When Apple first dropped the headphone jack, I argued that it wasn't that big of a deal for people who were used to paying audiophile prices for headphones. I had used a DAC to power headphones since the pre-Lightning iPhone 4, and there were already plenty of Lightning DACs on the market. Not to mention, companies like Audeze were pushing high-grade Lightning headphones. But here we are, two years on, and Apple is moving to USB-C for iPads, putting the future of the Lightning port in serious doubt.

Whether the iPhone goes port-less entirely -- which has to be Apple's ultimate goal -- or switches to USB-C, the Lightning port's days are surely numbered. With MacBooks and iPads now on the same standard, it would be very unlike Apple to keep it alive.

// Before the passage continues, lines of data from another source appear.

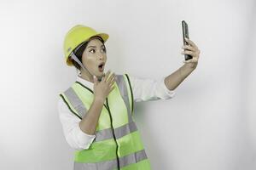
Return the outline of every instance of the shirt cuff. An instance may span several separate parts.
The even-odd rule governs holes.
[[[78,126],[77,135],[79,147],[84,150],[88,149],[96,138],[96,135],[94,134],[87,134],[86,133],[84,133],[79,126]]]
[[[162,81],[161,81],[161,88],[164,89],[166,96],[165,97],[165,99],[169,99],[171,98],[173,98],[176,94],[176,92],[174,90],[169,90],[167,88],[167,87],[165,84],[165,78],[166,77],[162,77]]]

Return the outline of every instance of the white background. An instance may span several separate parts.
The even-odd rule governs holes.
[[[181,21],[201,50],[175,98],[137,103],[153,169],[256,169],[254,0],[1,1],[0,169],[69,170],[58,93],[77,24],[109,34],[106,71],[158,79],[183,65]]]

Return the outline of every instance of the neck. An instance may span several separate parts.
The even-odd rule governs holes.
[[[93,82],[93,76],[89,74],[88,72],[84,72],[84,71],[81,71],[81,76],[79,75],[79,76],[84,80],[87,80],[90,82]]]

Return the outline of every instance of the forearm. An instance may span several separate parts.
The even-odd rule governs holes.
[[[102,99],[94,99],[85,116],[80,121],[79,127],[85,133],[95,134],[103,104],[104,101]]]
[[[189,64],[184,64],[176,71],[165,78],[165,84],[169,90],[174,90],[194,70]]]

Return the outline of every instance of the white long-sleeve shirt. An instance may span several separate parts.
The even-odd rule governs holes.
[[[174,90],[169,90],[165,85],[164,79],[153,80],[137,78],[129,75],[135,102],[168,99],[175,95]],[[93,82],[77,76],[77,81],[93,91]],[[79,128],[81,121],[70,111],[67,104],[60,98],[58,101],[59,117],[67,142],[75,150],[86,150],[93,142],[96,135],[90,135]]]

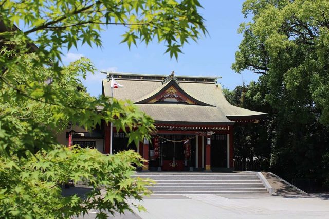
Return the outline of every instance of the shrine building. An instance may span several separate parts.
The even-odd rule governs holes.
[[[98,131],[103,152],[109,153],[111,148],[114,153],[135,150],[149,161],[144,170],[234,170],[234,124],[257,123],[267,115],[231,105],[215,77],[176,76],[173,72],[113,76],[123,86],[114,89],[114,97],[132,101],[153,118],[157,131],[152,140],[145,139],[136,148],[127,145],[124,133],[114,127],[111,147],[109,125],[104,124]],[[103,94],[111,97],[111,80],[102,82]]]

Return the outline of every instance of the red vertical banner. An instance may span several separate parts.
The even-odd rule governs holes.
[[[190,141],[185,143],[185,156],[187,158],[189,158],[191,156],[191,143]]]
[[[153,147],[154,148],[154,158],[158,158],[160,157],[160,146],[158,137],[153,138]]]
[[[71,132],[68,133],[68,147],[72,147],[72,133]]]

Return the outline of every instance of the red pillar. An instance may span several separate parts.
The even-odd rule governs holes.
[[[233,126],[230,126],[230,168],[233,168],[233,155],[234,150],[233,148]]]
[[[210,169],[210,141],[211,136],[206,136],[206,171],[211,171]]]
[[[202,167],[202,156],[204,155],[204,152],[202,151],[202,136],[199,135],[197,137],[197,147],[198,147],[198,167]]]
[[[143,171],[149,171],[149,141],[144,139],[144,145],[143,147],[143,158],[147,161],[144,161],[144,166],[143,166]]]
[[[105,139],[104,139],[104,153],[105,154],[109,154],[109,144],[110,144],[110,136],[111,132],[109,128],[109,125],[108,124],[105,124]]]
[[[143,154],[144,154],[143,152],[143,146],[144,145],[144,144],[142,143],[142,142],[139,142],[139,145],[138,145],[138,147],[139,147],[138,151],[139,151],[139,155],[140,156],[141,156],[142,157],[143,156]]]

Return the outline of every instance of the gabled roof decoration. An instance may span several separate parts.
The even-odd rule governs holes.
[[[175,80],[173,74],[172,79],[171,75],[113,75],[124,86],[114,89],[114,98],[131,100],[158,125],[223,127],[235,122],[255,122],[267,115],[231,105],[215,77],[177,76]],[[102,84],[103,94],[111,96],[111,82],[103,79]]]
[[[136,101],[134,103],[141,104],[143,103],[176,103],[180,104],[188,104],[191,105],[198,105],[200,106],[214,106],[206,103],[203,101],[192,97],[186,93],[178,85],[175,80],[173,72],[170,76],[169,80],[164,81],[166,83],[162,86],[141,98]]]

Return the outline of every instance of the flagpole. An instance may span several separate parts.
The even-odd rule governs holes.
[[[113,75],[112,75],[111,80],[113,78]],[[111,99],[111,104],[113,103],[113,90],[114,88],[113,87],[111,87],[111,97],[112,99]],[[109,136],[109,154],[112,154],[112,137],[113,137],[113,124],[112,124],[112,122],[111,122],[109,129],[111,130],[110,132],[110,136]]]

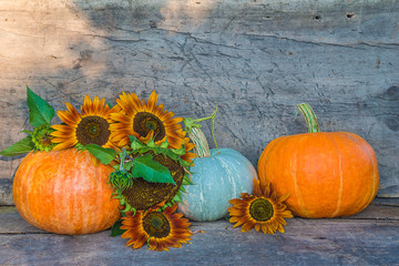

I just bought a new iPhone, so I'm probably going to have a Lightning port around for a year or two. But I am definitely going to pick up a new iPad Pro at some point over the next year.... What do I do with the iSINE 10s that Apple is still encouraging customers to buy for $399.95 in its stores?

I don't really have a good answer for that. I imagine Audeze will sell a USB-C cable or adapter for them at some point, but unless iPhone switches over, that means awkwardly swapping cables when moving between the two devices. (I should probably mention that the iSINE 10s came with a regular headphone cable as well, but that they sound pretty average without the in-line DAC in the Lightning cable.)

The answer, is, of course, to switch to a pair of Bluetooth headphones. There are some really good pairs out there now, and I'm sure I'll find one that's right for me. But "you can just spend money to fix the problem" doesn't really make this situation any better. Most Lightning headphones are expensive. Audeze's range starts at $199 and tops out at $2,495. People have shelled out huge amounts of money for headphones, and they now risk having that purchase being made obsolete.